Ja, richtig: KEINE Extra-Belohnun für: getötete Gegner, gutes (was immer das ist?) Rollenspiel, besondere Gefälligkeiten für den Spielleiter oder was-auch-immer.
Eine individuelle Vergabe von Erfahrungspunkten widerspricht dem fundalen Konzept eines kooperativen Spiels, in dem es "keine Gewinner und keine Verlierer" gibt, denn eine Vergabe unterschiedlicher Erfahrungspunkte kann:
- als Auszeichnung von "Gewinnern" und "Verlierern" verstanden werden
- das Konkurrenzdenken unter den Spielern fördern
System
Einen besonders tückischen Stolperstein räumt die folgende Empfehlung aus dem Weg:
- Es gibt keine Erfahrungspunkte für getötete Gegner
Obowohl für Pen & Paper Systeme nahezu typsich ist die Vergabe von Erfahrungspunkten fürgetötete Gegner im Hinblick auf die Gewaltbereitschaft der Spieler eine der schädlichsten Regeln.

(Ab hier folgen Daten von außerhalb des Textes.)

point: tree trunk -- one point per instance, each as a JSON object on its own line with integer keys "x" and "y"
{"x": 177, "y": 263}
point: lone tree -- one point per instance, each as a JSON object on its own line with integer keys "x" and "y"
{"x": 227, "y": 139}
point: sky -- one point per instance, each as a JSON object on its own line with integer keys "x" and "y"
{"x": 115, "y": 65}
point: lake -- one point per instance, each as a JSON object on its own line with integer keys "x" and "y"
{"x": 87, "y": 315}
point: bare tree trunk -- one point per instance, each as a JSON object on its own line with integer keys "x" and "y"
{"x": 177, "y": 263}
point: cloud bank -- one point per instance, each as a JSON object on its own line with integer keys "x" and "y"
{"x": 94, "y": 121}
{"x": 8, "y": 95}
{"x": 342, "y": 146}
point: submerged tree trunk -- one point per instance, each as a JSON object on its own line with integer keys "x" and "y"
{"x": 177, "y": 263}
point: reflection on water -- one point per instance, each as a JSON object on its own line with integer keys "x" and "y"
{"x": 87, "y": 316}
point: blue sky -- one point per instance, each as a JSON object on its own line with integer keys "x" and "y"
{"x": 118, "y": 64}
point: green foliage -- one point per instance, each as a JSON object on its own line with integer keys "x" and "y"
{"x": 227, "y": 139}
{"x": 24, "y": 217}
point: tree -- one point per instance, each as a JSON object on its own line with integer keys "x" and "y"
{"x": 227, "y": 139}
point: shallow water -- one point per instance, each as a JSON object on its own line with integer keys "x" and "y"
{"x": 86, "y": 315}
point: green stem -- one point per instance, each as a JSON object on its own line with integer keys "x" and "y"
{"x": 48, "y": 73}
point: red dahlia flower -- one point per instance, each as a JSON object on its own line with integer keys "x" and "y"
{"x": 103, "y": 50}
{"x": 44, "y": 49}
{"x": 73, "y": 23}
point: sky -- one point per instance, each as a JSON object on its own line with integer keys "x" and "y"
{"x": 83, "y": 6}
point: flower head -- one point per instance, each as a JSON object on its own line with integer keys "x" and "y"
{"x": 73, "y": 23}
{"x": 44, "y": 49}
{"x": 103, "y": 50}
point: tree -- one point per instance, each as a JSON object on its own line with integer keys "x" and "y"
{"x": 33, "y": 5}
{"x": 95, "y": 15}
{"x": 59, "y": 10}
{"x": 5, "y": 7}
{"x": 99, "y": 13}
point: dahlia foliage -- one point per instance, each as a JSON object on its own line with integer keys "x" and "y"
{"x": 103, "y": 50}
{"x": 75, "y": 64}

- Kampf IST die optimale Lösung in Systemen, die eine solche Vergabe vornehmen.
Ausweichoption
Schließlich bietet sich natürlich noch die folgende Vermeidungsstrategie:
Ziehen die Spieler ein kampflastiges Spiel vor und "Lösen" Probleme gerne gewaltsam, dann passe die Handlung der Abenteuer auf ihre Bedürfnisse an.
Stelle ihnen die NSCs, die beim dritten Nein bedroht und umgebracht werden erst gar nicht in den Weg.
Sondern konfrontiere sie mit Gefahren, in denen ihre kämpferischen Fähigkeiten gefordert sind.
- Mörder und Halunken, die erst gar nicht auf das dritte Nein warten, sondern ihren Mitmenschen unvermittelt nach dem Leben trachten.
- Hirnlose Zombies, Vampire, Dämonen, etc.